The reconciliation of the new creation

The new eyes of the new creation provide new opportunities for forgiveness.

2 Corinthians 5:18-19 – Everything is from God, who has reconciled us to himself through Messiah and has given us the ministry of reconciliation. That is, in Messiah, God was reconciling the world to himself, not counting their trespasses against them, and he has committed the message of reconciliation to us.

The very heart of the gospel message has always been about reconciliation and forgiveness. In reconciliation an exchange takes place; exchanging hostility for mercy, exchanging disdain for favor. There is a restorative function in reconciliation: where once there was distance and separation there is now closeness and connection.

Reconciliation takes place when two parties have been separated, and reconciliation then brings them back together. For this to happen there has to be a release, a letting go of injury or transgression; there has to be forgiveness.

In Messiah, reconciliation for Israel with God was accomplished. He became the suffering servant of Isaiah’s prophecy that would be the ultimate representative sacrifice for the nation.

In Messiah, the scattered Israelites who had been absorbed among the nations due to God divorcing them for their rebellious idolatry (like those in Corinth) were reconciled back to him through faith.

In Messiah, any of us who have been separate and distinct from the God of Israel and his people are brought near through faith in him.

Galatians 3:26 – for through faith you are all sons of God in Messiah Yeshua.

All of this can only be accomplished when something unique takes place. Paul tells us what this is in this passage:

2 Corinthians 5:16-17 – From now on, then, we do not know anyone from a worldly perspective. Even if we have known Messiah from a worldly perspective, yet now we no longer know him in this way. Therefore, if anyone is in Messiah, he is a new creation; the old has passed away, and see, the new has come!

Paul says that believers in Messiah can no longer view anyone from a worldly perspective, literally “according to the flesh.” What they are in the flesh is of no consequence when we are living according to the new creation.

Romans 10:11-12 – For the Scripture says, Everyone who believes on him will not be put to shame, since there is no distinction between Jew and Greek, because the same Lord of all richly blesses all who call on him.

Galatians 3:27-28 – For those of you who were baptized into Messiah have been clothed with Messiah. There is no Jew or Greek, slave or free, male and female; since you are all one in Messiah Yeshua.

Colossians 3:10-11 – You are being renewed in knowledge according to the image of your Creator. In Messiah there is not Greek and Jew, circumcision and uncircumcision, barbarian, Scythian, slave and free; but Messiah is all and in all.

This lack of distinction should be evident in the new creation of God’s kingdom people. In Messiah, all is reconciliation and unity. Just as God does with us, we can no longer look at the fleshly distinctions that separate us from each other. If we retain unforgiveness in our heart, it is due to the fact that we are continuing to look at those who have offended us through fleshly eyes, not the eyes of the new creation.

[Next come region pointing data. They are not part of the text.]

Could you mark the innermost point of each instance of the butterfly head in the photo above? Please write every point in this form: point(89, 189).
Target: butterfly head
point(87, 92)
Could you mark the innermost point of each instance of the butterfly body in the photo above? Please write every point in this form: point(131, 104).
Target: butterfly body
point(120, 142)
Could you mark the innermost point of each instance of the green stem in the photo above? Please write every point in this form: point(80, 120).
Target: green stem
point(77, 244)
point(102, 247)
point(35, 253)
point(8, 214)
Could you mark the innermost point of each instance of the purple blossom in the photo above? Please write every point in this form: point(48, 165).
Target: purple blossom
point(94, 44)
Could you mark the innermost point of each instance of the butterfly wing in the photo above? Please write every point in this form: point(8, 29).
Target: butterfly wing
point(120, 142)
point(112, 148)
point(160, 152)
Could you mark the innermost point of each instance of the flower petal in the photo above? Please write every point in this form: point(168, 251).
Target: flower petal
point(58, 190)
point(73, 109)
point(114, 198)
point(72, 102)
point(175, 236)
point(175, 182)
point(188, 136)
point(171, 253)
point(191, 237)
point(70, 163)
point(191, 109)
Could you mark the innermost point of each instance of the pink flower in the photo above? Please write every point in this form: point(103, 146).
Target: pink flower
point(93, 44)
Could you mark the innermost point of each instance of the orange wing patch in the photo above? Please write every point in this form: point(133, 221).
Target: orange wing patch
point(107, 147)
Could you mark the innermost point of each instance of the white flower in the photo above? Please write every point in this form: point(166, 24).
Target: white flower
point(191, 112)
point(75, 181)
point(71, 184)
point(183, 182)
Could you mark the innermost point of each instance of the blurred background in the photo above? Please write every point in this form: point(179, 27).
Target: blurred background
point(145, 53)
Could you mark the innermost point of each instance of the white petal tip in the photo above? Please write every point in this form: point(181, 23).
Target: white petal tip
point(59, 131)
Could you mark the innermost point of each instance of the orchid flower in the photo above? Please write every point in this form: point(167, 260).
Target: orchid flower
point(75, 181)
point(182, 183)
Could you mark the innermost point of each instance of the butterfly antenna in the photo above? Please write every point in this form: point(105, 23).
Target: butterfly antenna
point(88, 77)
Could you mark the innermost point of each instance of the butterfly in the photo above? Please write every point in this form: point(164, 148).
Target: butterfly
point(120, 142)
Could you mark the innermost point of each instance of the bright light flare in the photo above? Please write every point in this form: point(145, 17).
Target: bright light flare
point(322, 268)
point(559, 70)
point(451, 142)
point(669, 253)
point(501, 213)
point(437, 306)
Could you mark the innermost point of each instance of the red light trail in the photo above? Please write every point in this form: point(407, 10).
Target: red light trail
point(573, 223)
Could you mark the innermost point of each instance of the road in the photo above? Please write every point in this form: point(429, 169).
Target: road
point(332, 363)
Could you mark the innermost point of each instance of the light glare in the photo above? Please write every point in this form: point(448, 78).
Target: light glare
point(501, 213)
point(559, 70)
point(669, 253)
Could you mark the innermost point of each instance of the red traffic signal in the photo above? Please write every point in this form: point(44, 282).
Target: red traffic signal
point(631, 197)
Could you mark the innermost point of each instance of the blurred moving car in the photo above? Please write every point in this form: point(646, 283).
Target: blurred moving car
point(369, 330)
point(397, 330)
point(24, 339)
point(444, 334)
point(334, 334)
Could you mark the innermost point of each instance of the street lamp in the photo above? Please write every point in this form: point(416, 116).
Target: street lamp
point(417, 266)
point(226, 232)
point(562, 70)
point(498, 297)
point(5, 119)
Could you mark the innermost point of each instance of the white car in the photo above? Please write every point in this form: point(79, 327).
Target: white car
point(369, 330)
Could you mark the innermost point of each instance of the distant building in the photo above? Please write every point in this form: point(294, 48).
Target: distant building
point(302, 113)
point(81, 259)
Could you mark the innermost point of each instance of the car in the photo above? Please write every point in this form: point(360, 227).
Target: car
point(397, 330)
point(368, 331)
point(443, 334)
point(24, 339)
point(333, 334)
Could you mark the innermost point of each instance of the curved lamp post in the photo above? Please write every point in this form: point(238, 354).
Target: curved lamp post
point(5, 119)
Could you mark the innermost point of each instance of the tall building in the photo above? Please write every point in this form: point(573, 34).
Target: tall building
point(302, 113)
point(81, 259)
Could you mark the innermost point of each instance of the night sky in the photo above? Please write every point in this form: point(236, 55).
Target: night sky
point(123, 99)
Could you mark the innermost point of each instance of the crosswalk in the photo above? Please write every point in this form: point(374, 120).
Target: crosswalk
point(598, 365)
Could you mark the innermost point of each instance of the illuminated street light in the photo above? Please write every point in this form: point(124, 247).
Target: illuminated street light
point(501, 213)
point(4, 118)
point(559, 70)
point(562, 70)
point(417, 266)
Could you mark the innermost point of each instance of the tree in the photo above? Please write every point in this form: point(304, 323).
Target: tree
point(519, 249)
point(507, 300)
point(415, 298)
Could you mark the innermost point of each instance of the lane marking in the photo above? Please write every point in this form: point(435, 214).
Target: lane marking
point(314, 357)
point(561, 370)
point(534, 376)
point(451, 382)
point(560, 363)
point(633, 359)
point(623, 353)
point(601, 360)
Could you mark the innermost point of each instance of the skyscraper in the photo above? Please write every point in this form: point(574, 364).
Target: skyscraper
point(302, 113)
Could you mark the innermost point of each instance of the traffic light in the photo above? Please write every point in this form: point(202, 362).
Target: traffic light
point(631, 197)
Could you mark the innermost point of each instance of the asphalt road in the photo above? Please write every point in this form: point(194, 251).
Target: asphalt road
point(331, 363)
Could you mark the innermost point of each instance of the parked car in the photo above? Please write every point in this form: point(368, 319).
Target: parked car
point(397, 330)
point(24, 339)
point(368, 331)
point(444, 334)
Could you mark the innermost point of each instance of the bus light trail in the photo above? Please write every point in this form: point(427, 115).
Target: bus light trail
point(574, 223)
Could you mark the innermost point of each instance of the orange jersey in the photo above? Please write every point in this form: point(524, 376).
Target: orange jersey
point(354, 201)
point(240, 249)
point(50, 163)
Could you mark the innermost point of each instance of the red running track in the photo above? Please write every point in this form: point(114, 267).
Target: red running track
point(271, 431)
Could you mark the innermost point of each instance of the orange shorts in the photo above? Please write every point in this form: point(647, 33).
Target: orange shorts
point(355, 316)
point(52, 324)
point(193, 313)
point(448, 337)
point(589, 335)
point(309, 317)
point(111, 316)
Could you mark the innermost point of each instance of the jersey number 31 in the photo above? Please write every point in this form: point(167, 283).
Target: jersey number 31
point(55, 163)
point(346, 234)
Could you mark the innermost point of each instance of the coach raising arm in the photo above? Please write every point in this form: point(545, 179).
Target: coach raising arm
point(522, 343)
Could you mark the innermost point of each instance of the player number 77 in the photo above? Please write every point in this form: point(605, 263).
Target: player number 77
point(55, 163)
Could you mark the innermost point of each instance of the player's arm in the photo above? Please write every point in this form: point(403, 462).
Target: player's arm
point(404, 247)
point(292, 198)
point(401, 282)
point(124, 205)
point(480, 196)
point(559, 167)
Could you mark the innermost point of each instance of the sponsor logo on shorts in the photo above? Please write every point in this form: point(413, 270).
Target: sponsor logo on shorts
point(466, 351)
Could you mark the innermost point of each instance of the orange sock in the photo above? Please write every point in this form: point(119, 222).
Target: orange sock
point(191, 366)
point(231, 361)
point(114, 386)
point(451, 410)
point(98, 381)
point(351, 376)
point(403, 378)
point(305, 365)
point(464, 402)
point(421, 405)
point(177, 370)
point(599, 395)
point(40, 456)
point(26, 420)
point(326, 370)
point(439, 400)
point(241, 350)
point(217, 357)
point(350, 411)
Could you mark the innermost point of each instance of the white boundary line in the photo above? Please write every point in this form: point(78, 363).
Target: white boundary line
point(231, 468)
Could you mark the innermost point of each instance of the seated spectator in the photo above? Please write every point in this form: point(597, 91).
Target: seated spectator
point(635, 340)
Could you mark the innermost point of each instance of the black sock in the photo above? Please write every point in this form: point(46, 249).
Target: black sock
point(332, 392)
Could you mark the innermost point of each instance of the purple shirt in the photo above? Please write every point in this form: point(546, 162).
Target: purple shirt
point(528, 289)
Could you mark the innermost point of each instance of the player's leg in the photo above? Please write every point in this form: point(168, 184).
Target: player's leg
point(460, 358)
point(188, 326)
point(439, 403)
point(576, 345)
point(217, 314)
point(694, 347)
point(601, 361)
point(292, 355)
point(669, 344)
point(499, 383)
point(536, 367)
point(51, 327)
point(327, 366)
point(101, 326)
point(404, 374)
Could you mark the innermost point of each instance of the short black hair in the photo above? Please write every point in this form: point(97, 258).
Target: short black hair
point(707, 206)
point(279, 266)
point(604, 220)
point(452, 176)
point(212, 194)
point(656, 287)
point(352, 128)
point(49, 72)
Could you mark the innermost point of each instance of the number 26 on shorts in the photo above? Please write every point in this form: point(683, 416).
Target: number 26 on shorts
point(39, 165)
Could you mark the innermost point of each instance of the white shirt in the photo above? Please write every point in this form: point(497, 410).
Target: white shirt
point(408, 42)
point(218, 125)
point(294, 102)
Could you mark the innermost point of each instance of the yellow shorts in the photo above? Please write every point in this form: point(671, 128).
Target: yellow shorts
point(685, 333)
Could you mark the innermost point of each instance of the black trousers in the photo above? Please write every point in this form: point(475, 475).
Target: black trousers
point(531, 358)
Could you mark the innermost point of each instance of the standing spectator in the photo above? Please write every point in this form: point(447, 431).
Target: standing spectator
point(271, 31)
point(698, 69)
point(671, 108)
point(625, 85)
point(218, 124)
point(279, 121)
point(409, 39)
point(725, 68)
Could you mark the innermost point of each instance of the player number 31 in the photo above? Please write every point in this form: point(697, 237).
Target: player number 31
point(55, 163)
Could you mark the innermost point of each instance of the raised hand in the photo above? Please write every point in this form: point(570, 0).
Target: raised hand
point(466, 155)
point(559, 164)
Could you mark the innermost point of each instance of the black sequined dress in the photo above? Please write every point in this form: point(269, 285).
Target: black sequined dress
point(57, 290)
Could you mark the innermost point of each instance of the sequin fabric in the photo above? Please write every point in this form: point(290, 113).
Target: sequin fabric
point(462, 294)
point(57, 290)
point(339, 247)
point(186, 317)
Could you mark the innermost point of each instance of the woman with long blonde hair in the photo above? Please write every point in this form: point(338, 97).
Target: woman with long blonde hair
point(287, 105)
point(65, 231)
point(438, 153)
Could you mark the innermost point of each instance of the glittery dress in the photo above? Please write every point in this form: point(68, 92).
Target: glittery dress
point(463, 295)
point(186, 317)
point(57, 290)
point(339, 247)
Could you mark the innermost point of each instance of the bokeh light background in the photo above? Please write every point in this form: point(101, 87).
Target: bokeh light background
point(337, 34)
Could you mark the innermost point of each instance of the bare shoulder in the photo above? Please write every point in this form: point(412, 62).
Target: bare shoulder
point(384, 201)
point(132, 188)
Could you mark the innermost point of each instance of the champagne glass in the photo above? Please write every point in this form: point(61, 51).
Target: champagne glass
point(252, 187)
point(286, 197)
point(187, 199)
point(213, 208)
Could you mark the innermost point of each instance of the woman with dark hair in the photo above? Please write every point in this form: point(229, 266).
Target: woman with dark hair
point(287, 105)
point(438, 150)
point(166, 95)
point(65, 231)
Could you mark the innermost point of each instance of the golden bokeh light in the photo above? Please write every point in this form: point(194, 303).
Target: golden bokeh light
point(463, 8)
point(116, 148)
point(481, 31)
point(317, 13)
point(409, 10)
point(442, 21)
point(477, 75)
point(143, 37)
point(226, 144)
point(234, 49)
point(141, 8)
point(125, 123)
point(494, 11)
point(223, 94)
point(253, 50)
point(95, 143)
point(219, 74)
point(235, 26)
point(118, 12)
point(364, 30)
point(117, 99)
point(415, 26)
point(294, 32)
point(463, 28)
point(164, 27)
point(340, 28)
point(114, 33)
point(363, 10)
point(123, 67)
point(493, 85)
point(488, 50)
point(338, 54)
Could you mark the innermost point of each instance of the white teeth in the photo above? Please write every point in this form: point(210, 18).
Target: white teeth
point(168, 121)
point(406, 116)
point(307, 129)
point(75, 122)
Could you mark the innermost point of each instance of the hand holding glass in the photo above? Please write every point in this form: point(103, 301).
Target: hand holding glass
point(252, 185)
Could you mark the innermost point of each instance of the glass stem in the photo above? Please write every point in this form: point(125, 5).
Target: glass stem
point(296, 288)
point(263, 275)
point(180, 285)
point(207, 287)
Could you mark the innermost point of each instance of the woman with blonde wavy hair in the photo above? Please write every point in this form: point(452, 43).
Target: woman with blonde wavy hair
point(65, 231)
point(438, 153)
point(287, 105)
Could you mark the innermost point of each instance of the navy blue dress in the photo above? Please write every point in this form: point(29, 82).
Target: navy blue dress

Because we ourselves are a new creation, we should no longer have a need to retain unforgiveness and separation in our hearts toward those from whom we have separated over some infraction or hurt. We can release it and let it go because we are no longer the same individuals we were before, and because we are no longer viewing them through fleshly eyes.

2 Corinthians 5:16 – From now on, then, we do not know anyone from a worldly perspective.

Even though we were sinful and rebellious toward God, he forgave us and reconciled us to himself. He did not look at us from a worldly perspective but from the perspective of the new creation, the kingdom perspective. As his children, we should do likewise with others.